Hosay celebrations in St James came to an end last Tuesday evening. The name Hosay comes from “Husayn” (Hussain) who was assassinated by Yazid in Karbala. His martyrdom is commemorated in this festival, which was once, in T&T, as big as Carnival.
Locally, multi-coloured model mausoleums, or Mosque-shaped model tombs known as Tadjahs (Ta’zieh), are used to display the symbolic part of this commemoration.
They are built and paraded, to the rhythm and staccato of pulsating drumming, its musicians having to undergo a stringent spiritual cleansing at least a month before Hosay begins with Flag Night.
Generally, Hosay lasts for ten days and is observed in accordance with the Islamic lunar calendar and in line with ten days Ashura commemorated by Shia Muslims throughout the world.
The last four days are the most popular as the first six days are days of fasting, prayer and building of the “Tadjahs” and “Moons.”
In San Fernando, thousands coming from the various surrounding sugar plantations, participated in Hosay in the south.
But during the infamous Hosay Massacre on Thursday, October 30, 1884, under British rule, shots fired by the police to disperse the procession left 22 participants dead.
Their bodies are buried in various spots in San Fernando, one being the corner of Mucurapo and Keate Streets.

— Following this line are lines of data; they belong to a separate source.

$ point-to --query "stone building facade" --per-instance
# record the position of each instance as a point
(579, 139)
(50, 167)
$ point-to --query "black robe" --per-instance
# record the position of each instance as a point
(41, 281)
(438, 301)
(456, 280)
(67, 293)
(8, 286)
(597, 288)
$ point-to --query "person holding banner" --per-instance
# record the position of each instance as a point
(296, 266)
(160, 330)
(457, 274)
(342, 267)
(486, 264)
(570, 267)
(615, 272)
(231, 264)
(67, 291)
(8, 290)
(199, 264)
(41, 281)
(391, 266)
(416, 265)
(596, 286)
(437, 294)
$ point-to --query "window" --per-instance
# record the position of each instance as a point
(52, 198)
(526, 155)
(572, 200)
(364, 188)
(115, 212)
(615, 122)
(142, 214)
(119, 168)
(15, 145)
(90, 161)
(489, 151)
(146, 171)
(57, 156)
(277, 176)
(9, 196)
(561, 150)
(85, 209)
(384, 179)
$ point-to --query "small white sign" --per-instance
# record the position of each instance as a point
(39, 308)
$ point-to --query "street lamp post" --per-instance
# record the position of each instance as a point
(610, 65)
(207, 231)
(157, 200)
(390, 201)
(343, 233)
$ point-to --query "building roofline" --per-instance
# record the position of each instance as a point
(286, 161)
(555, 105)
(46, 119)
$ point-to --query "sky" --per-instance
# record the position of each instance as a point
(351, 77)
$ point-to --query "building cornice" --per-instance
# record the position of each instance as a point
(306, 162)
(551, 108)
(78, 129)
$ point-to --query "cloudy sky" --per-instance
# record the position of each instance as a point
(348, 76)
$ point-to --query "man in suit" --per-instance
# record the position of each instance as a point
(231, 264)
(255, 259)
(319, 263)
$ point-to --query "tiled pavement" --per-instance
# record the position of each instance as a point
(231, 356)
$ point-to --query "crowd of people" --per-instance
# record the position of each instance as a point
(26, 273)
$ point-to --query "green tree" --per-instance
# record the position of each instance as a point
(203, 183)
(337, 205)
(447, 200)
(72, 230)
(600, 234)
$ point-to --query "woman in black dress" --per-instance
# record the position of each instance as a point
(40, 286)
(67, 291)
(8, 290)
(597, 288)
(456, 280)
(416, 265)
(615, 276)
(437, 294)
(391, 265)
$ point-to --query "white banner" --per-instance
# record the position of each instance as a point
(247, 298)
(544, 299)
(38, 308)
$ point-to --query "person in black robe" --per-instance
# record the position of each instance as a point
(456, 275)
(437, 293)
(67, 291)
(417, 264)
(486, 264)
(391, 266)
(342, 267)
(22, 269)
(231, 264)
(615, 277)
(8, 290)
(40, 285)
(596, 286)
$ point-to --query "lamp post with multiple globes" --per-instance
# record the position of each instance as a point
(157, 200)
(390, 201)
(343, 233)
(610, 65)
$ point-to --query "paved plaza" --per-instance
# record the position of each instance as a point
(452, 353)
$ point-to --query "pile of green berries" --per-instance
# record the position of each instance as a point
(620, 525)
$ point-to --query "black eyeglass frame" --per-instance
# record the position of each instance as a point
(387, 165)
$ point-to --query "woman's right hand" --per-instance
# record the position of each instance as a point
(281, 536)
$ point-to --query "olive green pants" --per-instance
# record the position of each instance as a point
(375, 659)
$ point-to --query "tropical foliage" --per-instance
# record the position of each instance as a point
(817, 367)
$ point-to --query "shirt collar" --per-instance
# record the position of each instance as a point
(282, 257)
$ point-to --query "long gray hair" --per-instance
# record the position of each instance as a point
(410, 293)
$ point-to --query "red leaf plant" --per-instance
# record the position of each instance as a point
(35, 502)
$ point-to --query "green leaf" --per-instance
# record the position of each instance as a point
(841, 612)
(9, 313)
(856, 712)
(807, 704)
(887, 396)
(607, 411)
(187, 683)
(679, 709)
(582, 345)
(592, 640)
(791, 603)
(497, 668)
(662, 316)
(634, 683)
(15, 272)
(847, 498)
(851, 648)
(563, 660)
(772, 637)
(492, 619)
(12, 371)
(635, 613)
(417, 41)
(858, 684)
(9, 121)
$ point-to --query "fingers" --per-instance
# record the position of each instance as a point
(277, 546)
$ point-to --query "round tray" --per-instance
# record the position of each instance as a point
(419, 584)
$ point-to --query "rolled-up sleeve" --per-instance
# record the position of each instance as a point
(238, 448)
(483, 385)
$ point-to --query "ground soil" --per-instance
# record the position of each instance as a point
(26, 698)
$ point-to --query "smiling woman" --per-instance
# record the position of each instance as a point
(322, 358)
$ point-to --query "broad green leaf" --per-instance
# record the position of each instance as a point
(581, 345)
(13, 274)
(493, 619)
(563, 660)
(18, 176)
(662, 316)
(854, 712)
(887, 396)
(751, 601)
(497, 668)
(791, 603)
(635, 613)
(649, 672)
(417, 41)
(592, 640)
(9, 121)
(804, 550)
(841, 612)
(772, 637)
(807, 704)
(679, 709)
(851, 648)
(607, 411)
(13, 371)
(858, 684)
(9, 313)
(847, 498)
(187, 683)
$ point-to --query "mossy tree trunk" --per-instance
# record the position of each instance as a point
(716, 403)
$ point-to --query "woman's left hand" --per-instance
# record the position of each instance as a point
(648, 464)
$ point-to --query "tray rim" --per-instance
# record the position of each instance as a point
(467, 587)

So, the Massacre brought the glory days of San Fernando Hosay to a climax with the two main centres of activities now being St James and Cedros.
Only in Cedros are the tadjahs, which represent mausoleums, are taken wholly into the sea, as they are made primarily of styrofoam which is none biodegradable. Materials used are taken back to the shore immediately after the ritual is performed at sea.